While the couple was away, the unexpected happened. Broken water pipes caused the basement to be flooded, causing substantial damage to the house. A claim on the homeowner’s policy was made as a result of the water damage to the premises. Invoking the vacancy exclusion in the policy, the insurance company denied recovery.
When the matter reached the courts, the judge had no trouble finding that the damage resulted from an insured peril. The question was whether the vacancy exclusion in the policy was applicable to justify the insurance company in denying the claim. The judge ruled that it was.
According to the judge:
“The first step in the process involves a review of the contract as a whole. If the contract terms are clear and unambiguous the terms of contract are applied. Even though the contract is adhesionary in nature if its terms are straightforward that is the deal the parties made and they are bound by its terms. . .”

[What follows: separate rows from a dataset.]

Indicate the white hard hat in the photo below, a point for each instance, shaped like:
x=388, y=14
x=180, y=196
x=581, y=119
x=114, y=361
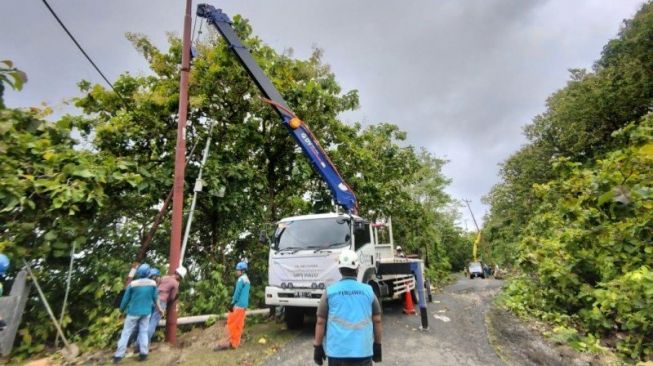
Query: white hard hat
x=181, y=271
x=348, y=259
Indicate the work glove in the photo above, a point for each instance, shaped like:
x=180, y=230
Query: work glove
x=318, y=354
x=376, y=348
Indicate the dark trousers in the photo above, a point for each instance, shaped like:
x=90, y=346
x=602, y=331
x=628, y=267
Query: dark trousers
x=350, y=361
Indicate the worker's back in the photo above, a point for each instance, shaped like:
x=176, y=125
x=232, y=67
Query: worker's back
x=139, y=297
x=349, y=320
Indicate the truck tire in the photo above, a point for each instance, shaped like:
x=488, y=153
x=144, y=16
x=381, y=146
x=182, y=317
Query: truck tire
x=294, y=317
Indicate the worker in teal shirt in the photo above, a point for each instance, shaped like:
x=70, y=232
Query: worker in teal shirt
x=4, y=266
x=236, y=318
x=350, y=315
x=137, y=303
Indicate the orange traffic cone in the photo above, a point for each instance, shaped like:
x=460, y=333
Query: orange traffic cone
x=408, y=304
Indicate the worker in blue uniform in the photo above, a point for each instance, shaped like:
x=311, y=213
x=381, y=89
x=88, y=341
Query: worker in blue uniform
x=352, y=316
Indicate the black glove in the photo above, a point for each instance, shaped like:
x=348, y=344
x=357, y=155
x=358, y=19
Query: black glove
x=377, y=352
x=318, y=354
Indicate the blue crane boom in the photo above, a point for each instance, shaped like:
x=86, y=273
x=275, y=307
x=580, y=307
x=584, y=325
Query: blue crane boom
x=340, y=190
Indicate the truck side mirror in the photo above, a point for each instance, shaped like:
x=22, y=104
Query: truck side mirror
x=262, y=238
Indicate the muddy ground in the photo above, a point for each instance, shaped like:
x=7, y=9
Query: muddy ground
x=465, y=328
x=456, y=335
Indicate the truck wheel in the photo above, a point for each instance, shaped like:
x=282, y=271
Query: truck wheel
x=294, y=317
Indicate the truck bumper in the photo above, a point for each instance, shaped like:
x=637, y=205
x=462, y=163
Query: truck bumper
x=275, y=296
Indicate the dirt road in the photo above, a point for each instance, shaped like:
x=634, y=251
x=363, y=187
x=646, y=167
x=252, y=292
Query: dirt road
x=457, y=334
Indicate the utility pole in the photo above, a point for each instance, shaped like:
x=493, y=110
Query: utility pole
x=180, y=167
x=478, y=231
x=470, y=211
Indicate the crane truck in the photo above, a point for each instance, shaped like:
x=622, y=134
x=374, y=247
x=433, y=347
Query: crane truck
x=304, y=251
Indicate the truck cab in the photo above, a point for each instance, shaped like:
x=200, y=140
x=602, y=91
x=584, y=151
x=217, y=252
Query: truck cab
x=303, y=259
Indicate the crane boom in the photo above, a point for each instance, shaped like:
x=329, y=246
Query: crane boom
x=340, y=190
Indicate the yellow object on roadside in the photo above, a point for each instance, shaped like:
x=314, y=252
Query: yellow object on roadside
x=476, y=242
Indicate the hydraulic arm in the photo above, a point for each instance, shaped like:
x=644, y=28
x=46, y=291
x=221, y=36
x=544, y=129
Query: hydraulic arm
x=340, y=190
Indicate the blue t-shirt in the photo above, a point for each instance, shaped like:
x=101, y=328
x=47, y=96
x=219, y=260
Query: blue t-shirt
x=140, y=296
x=241, y=293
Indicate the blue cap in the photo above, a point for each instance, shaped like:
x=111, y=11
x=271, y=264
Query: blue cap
x=143, y=270
x=4, y=263
x=154, y=272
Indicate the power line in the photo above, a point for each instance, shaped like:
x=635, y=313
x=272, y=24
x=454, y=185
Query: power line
x=81, y=49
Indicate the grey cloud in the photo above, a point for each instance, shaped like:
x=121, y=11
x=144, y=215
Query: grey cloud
x=461, y=77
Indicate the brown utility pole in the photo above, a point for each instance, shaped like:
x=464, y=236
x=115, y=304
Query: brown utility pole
x=180, y=166
x=470, y=211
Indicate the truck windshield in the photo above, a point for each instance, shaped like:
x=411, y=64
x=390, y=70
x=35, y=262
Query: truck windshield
x=312, y=234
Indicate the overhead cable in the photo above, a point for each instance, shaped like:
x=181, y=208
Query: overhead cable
x=81, y=49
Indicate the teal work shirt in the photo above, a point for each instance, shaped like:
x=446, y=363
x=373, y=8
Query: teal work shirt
x=140, y=296
x=241, y=293
x=349, y=329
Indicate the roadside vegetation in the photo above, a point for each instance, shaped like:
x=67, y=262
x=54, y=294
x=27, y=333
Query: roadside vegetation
x=95, y=180
x=573, y=214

In holding that the premises were vacant at the time the insured risk occurred, the judge took note of the surrounding circumstances, particularly the actions and intentions of the insured. “The circumstances of this case are such that a finding of having moved out (ceased to live) without intent to return are irresistible”, the judge concluded.
The fact that furnishings remained and that power and other utilities continued to be available in the premises did not, in the circumstances of the case, evidence an intention to return on the part of the homeowner. The judge was convinced that once Lillian had left, the premises ceased to be her customary place of abode and were to be regarded as vacant within the meaning of the policy. The vacancy exclusion in the policy was held to be applicable and the claim against the insurance company dismissed.
While complicated insurance policies are not a thing of the past, more and more insurance companies adopt common parlance in their wording so that policies would be more understandable to the insured. The well-advised insured takes time to go over the policy to ascertain his or her entitlements as well as the exclusions that would bar recovery despite the happening of the insured risk.